[->34869] Dans un livre récemment paru, l'ex-président du COVAN impute à Gilles Vigneault la presque absence du français lors des cérémonies d'ouverture des jeux de Vancouver. Monsieur Vigneault aurait imposé des conditions tellement «scandaleuses» (outrageous) à l'interprétation éventuelle de sa chanson Mon pays lors de ces cérémonies, que le comité s'est retrouvé dans l'obligation de trouver, à la hâte, une solution de remplacement. C'est donc bien injustement que l'on a accusé le comité d'avoir montré un certain mépris pour le fait français. Et, le sang de ce brave monsieur Furlong a en conséquence atteint le point d'ébullition.
Le patriote Furlong peut passer à la salle de refroidissement. D'abord, monsieur Vigneault a montré suffisamment d'intelligence pour ne pas tomber dans le piège qu'on lui tendait. Il a tout simplement donné la preuve que ses convictions étaient plus fortes que l'attrait de la vaine gloriole de voir sa chanson interprétée lors des cérémonies d'ouverture. On imaginera la satisfaction du comité s'il avait réussi à entraîner monsieur Vigneault dans une entreprise fondamentalement canadienne. On ne peut pas en dire autant de ceux qui se sont fait prendre au piège de «la nation». Mais, cela est une autre histoire.
Revenons-en plutôt au patriote Furlong qui dit avoir été «humilié» du fait que Réjean Tremblay aurait exigé de lui une réponse en français à une question en français. Monsieur Furlong a l'humiliation facile.
***
Racontons-lui donc une vraie histoire d'humiliation. En 1973-74, donc, le soussigné se retrouve à la faculté de Droit de UBC dans le cadre d'un programme de maîtrise en droit des compagnies. À la recherche d'un directeur de thèse, en début d'année, celui-ci se présente au bureau du directeur du programme des études supérieures, Don McRae, un néo-zélandais. On le dirigea au bureau du professeur Barry Slutsky, qui enseignait le droit des compagnies.

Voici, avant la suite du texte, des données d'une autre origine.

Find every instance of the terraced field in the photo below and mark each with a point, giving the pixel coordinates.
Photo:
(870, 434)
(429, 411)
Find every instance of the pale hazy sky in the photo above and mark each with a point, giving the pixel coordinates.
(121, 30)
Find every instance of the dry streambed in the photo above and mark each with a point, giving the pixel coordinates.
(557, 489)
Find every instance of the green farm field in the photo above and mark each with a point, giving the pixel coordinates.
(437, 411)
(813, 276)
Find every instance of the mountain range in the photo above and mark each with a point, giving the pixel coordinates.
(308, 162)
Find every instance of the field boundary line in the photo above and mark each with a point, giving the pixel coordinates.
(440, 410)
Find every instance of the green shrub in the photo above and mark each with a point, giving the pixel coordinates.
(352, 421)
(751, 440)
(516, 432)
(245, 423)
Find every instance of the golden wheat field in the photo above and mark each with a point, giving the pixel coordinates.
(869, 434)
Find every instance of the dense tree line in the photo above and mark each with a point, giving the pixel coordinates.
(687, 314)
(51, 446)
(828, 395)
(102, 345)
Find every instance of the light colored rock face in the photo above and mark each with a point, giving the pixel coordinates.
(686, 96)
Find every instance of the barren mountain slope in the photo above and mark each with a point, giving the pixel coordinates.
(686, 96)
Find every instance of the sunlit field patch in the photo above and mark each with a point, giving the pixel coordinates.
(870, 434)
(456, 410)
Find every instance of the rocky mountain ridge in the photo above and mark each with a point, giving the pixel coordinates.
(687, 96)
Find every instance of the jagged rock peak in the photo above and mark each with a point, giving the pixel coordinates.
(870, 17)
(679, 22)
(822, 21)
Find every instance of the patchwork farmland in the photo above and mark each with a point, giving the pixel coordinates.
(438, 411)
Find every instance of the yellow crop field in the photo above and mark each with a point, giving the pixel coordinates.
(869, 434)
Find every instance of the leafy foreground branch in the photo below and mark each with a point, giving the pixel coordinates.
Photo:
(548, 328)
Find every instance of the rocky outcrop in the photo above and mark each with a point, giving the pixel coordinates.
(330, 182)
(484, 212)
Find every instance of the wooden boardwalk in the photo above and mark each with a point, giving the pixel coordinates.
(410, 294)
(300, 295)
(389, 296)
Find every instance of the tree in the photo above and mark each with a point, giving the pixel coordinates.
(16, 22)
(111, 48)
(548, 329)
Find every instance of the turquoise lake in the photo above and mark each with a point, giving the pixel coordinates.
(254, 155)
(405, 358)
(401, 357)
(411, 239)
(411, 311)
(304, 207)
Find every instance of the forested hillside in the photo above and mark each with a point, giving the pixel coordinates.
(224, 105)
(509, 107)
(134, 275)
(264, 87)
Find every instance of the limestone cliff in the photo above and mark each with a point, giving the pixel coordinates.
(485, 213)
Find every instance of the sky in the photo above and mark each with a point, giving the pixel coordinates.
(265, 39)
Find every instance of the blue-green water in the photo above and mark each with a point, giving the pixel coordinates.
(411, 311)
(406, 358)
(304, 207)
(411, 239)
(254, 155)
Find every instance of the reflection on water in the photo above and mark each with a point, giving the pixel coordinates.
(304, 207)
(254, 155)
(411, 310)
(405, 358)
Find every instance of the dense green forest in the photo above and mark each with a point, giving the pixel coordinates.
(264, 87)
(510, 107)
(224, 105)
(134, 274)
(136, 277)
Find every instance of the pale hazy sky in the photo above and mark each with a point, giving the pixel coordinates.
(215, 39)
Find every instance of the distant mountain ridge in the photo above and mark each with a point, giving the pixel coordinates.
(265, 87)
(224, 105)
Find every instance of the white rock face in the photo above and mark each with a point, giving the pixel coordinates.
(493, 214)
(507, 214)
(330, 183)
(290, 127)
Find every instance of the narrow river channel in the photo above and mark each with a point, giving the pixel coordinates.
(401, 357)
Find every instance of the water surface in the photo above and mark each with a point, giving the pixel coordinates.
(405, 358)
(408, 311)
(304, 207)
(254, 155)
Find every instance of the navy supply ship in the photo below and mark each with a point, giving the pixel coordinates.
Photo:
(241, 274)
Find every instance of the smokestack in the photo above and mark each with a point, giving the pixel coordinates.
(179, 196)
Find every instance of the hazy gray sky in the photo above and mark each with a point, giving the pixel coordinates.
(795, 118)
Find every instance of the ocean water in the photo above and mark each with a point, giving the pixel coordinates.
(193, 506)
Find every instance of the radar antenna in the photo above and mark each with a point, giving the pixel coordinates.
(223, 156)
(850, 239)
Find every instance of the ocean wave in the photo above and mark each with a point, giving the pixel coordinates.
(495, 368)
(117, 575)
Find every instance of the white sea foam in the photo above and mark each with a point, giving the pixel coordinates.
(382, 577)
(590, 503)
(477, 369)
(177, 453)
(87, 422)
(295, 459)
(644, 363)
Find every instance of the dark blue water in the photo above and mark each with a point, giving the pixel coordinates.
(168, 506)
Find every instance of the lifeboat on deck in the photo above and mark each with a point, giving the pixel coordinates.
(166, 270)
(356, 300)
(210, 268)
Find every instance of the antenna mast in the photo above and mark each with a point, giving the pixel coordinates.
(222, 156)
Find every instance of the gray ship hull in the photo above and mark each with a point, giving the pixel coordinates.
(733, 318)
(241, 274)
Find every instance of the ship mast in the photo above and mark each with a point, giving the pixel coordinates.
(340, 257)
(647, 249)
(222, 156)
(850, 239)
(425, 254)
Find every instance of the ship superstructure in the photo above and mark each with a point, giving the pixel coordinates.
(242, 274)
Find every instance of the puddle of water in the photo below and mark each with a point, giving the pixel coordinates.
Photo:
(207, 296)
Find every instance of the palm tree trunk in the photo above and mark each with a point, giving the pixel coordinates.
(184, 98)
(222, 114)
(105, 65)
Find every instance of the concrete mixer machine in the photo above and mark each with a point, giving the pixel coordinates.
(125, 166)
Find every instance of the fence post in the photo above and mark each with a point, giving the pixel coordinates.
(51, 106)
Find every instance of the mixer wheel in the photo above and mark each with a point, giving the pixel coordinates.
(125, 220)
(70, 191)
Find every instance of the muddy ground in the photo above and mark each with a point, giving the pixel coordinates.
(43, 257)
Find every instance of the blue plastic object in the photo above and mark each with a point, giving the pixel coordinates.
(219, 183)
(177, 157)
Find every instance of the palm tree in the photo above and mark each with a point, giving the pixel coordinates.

Le soussigné prend rendez-vous et se rend au bureau du savant professeur au moment indiqué. Là, il dut attendre près d'une heure et demi. Le docteur Slutsky était en consultation avec une étudiante de deuxième année, Janis Dillon. Une fois cette dernière sortie du bureau, le soussigné y entra à son tour. Le professeur Slutsky montra , disons, peu d'intérêt à superviser la thèse de ce dernier:«I have had another foreigner as a student last year and that was the hassle of my life.» Le ton était donné.
Lors de son choix de cours, le soussigné voulut répartir sa charge de travail également entre les deux trimestres, de façon à pouvoir mettre du temps sur la préparationde sa thèse. Il défrayait ses dépenses à même son propre argent, sauf une petite bourse de 2 000 $, et ne voulait pas de temps mort dans son programme. Pour abréger l'histoire, disons que le soussigné fut plus ou moins contraint de concentrer ses cours au second trimestre, ce qui signifiait qu'il lui serait difficile de commencer à travailler sur sa thèse avant l'été.
À tout événement, lors du premier trimestre, le soussigné rédigea un travail dans le domaine du droit fiscal sous la supervision du professeur Tony Sheppard. Il y eut six rencontres entre le professeur et l'étudiant au cours du trimestre, chacune se transformant en une séance d'humiliation pour le second : «Ah, you don't know that? That's pretty basic. Well, I'm surprised that you wouln't know this.» C'était humiliant, mais tolérable. Le soussigné eut droit à une note finale de 65 %, la note minimale requise: « I gave you 65 % because I din't want to fail you. I'll give you a chance and allow you to re-write this long paper. You'll have a chance to raise your mark because we never know what might happen to you here Mr. Côté.» Les étudiants anglais n'étaient pas traités de cette façon-là. Loin de là.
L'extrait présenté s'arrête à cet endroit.